« L'esprit de parti est une sorte de frénésie de l'âme qui ne tient point à la nature de son objet. C'est ne plus voir qu'une idée, lui rapporter tout, et n'apercevoir que ce qui peut s'y réunir :
il y a une sorte de fatigue à l'action de comparer, de balancer, de modifier, d'excepter, dont l'esprit de parti délivre entièrement ;
les violents exercices du corps, l'attaque impétueuse qui n'exige aucune retenue, donnent une sensation physique très vive et très enivrante ;
il en est de même au moral de cet emportement de la pensée qui, délivrée de tous ses liens, voulant seulement aller en avant, s'élance sans réflexion aux opinions les plus extrêmes. »
Germaine de Staël (De l'esprit de parti)
Cet emportement de la pensée évoque le terme de raptus qui désigne un état psychique, où, sans perte de conscience au sens strict, on perd la notion des limites de son individualité (d'où passages à l'acte suicidaires ou meurtriers).
On n'est alors plus qu'une force qui va, tel l'Hernani de Hugo. Germaine en donne comme exemple les états-limites connus en effet dans certains sports ou certains actes de guerre.
La sensation très vive et très enivrante est à rapporter à la sécrétion d'hormones qui les accompagnent.
Sensation parfois augmentée par quelques substances psychotropes destinées à soutenir l'élan en question.
Pour la guerre évoquons les drogues dispensées par le régime nazi aux soldats allemands, par l'oncle Sam aux marines au Viêt-Nam (et ailleurs depuis), ou même le coup de gnôle du Poilu avant d'escalader la tranchée.
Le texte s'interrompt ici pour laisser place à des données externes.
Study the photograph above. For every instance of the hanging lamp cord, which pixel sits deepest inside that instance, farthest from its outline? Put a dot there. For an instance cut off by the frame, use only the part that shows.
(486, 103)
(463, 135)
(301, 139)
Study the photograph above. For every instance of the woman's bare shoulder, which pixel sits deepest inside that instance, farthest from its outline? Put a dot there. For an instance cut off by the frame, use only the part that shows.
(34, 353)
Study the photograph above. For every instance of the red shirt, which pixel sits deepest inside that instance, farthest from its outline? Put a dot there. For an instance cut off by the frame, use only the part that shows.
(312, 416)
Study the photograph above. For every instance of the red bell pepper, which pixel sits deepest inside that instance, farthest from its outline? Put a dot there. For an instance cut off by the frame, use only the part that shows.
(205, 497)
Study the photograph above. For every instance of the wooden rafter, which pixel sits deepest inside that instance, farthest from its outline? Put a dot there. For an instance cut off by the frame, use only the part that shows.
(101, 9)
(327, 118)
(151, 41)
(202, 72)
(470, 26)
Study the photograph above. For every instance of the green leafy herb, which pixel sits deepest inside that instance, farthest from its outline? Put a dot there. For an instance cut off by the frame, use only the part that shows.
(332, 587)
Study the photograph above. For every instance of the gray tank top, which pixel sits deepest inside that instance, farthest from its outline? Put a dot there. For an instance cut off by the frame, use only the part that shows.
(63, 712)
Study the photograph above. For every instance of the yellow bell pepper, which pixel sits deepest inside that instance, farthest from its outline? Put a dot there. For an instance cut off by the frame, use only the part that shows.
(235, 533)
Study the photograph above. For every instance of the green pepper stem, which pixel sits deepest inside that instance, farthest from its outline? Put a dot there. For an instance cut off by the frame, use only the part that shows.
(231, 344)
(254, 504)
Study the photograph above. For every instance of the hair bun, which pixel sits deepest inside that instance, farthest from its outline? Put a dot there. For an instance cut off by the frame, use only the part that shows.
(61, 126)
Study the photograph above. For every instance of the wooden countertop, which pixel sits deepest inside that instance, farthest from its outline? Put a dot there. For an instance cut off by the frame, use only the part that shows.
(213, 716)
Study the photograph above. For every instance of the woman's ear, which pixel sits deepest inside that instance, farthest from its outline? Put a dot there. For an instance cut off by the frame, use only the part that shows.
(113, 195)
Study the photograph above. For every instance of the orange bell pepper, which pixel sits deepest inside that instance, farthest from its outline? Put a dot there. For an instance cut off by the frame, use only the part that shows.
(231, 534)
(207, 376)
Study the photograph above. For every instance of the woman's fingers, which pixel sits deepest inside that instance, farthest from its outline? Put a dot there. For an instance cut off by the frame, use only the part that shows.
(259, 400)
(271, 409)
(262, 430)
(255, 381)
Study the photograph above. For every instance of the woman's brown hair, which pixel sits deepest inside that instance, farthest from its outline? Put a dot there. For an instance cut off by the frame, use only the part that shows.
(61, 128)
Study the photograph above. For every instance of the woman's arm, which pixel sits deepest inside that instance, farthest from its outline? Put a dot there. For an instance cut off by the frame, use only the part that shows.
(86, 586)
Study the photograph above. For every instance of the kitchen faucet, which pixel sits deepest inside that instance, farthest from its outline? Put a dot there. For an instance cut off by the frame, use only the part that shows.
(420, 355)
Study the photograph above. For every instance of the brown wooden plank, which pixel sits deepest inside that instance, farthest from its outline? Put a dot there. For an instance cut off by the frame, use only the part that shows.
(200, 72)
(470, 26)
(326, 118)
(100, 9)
Pour le sport, on sait la part du dopage dans le dépassement des limites physiologiques (avec les dégâts induits sur la santé et l'espérance de vie des sportifs).
On peut ajouter à ces exemples l'emportement de l'extase religieuse. Éventuellement soutenue elle aussi par quelque substance. À Delphes une vapeur enveloppait la Pythie sur son trépied. Dans la nef de Compostelle, l'encensoir géant ajoute son imprégnation parfumée aux endorphines du pèlerin recru de fatigue et d'émotion.
G de Staël, en caractérisant ainsi l'esprit de parti comme une drogue, une addiction, touche un point fondamental.
Il procède d'une passivité qui fait fuir la fatigue de l'action de comparer, de balancer. Adopter l'esprit de parti n'est pas, avec ce que ça suppose de réflexion, prendre parti.
C'est se laisser prendre dans un parti, sur le mode de l'adhésion sectaire.
C'est consentir à une aliénation.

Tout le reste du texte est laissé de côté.